I wrote these instructions about a year ago. Aside from the URLs (that were accurate at the time) it should still work. HTH
Overview
This tutorial will accomplish three things:
- Build PBS Professional (OSS release 19.1.1 beta 1 for this example)
- Build OpenMPI with support for PBS Professional task manager interface
- Build and run some sample MPI applications
OpenMPI will be installed under /opt/openmpi
PBS Pro will be installed under /opt/pbs
PTL will be installed inder /opt/ptl
Prerequisites
- Two VMs with two virtual CPUs each (pbs-server and mom-2 for this example)

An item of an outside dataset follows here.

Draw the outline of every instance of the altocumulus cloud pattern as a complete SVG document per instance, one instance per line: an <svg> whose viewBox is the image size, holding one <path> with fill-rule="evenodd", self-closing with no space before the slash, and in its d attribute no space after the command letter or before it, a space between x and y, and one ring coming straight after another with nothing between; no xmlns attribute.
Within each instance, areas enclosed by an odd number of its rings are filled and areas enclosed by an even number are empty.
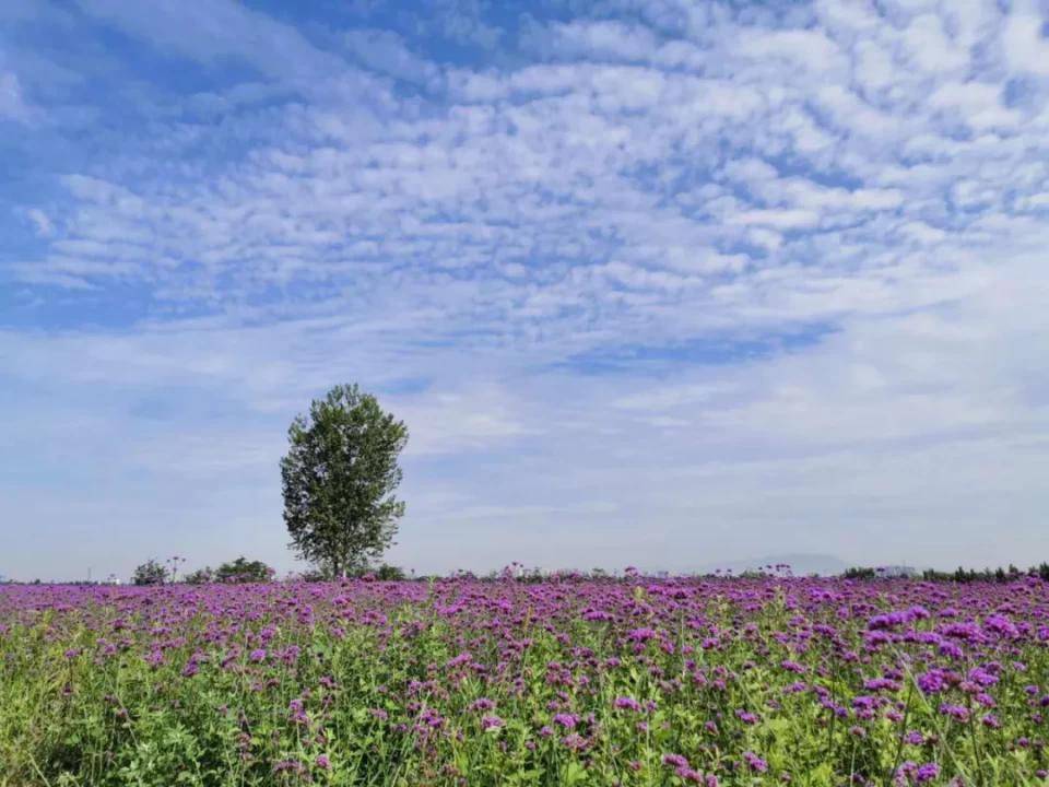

- Root access on both VMs (needed for installing PBS Pro and OpenMPI)
- /opt does not squash UID for SUID binaries
- VMs configured to communicate with each other
- Same OS on both VMs (to prevent building everything twice)
- Intenet access to download source code
- Build dependencies for PBS Pro and OpenMPI are installed on primary VM
- Installation dependencies for PBS Pro and OpenMPI are installed on both VMs
Setup
Any existing PBS Pro or OpenMPI packages should be uninstalled.
rpm -qa | grep pbs
rpm -qa | grep openmpi
Use yum, zypper, apt-get, etc. to uninstall these packages. Check the
contents of /opt to ensure the pbs and openmpi directories are not present.
Also remove /etc/pbs.conf and the PBS_HOME (/var/spool/pbs) direcory.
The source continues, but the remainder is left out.